British Foreign Secretary Liz Truss met with her Indian counterpart, Subrahmanyam Jaishankar, on Thursday and discussed ways to strengthen defense ties, apparently to reduce India’s strategic dependence on Russia, officials said.

Western countries are disappointed at India’s reluctance to condemn Russia’s invasion of Ukraine. India, which is locked in a two-year border standoff with China, is largely dependent on Russia for military supplies.

Before leaving for New Delhi, Truss in a statement underlined the need “for free democracies to work closer together in areas like defense, trade and cybersecurity in the context of Russia’s unprovoked invasion of Ukraine.”

In January, India and Britain launched talks on a free trade deal that is expected to double their current $50 billion bilateral trade by 2030.

“Working together to realize Roadmap 2030,” Jaishankar tweeted after receiving Truss.

On Wednesday, U.S. Secretary of State Antony Blinken spoke with Jaishankar by telephone and discussed the worsening humanitarian situation in Ukraine.
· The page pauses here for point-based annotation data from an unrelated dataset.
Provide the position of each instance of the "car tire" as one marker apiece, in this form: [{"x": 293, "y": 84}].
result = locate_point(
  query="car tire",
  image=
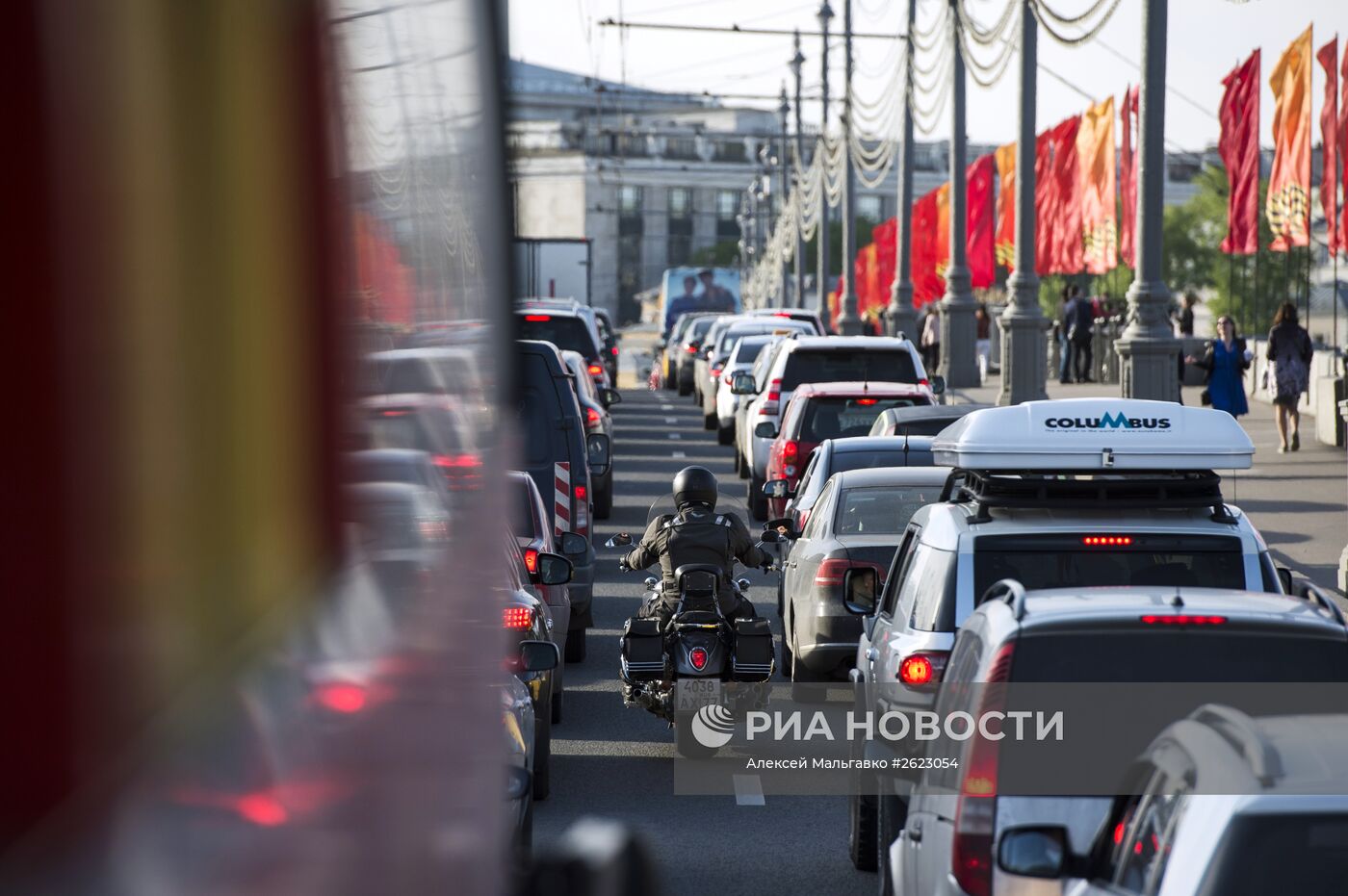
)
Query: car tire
[
  {"x": 576, "y": 646},
  {"x": 892, "y": 814},
  {"x": 604, "y": 498},
  {"x": 758, "y": 501},
  {"x": 860, "y": 835},
  {"x": 542, "y": 751}
]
They also discussed the two nations’ efforts to promote a free, open, secure, and prosperous Indo-Pacific, U.S. spokesperson Ned Price said.

Truss and Jaishankar met hours before the arrival in New Delhi of Russian Foreign Minister Sergei Lavrov, who is to hold talks with Jaishankar on Friday in an attempt to prevent India’s military and trade ties with Russia from becoming a victim of the Ukraine crisis.

Earlier this month, India hosted Japanese Prime Minister Fumio Kishida and Chinese Foreign Minister Wang Yi.

U.S. Deputy National Security Adviser for International Economics Daleep Singh visited New Delhi this week to discuss deeper cooperation to promote economic growth and a free and open Indo-Pacific, the U.S. Embassy said.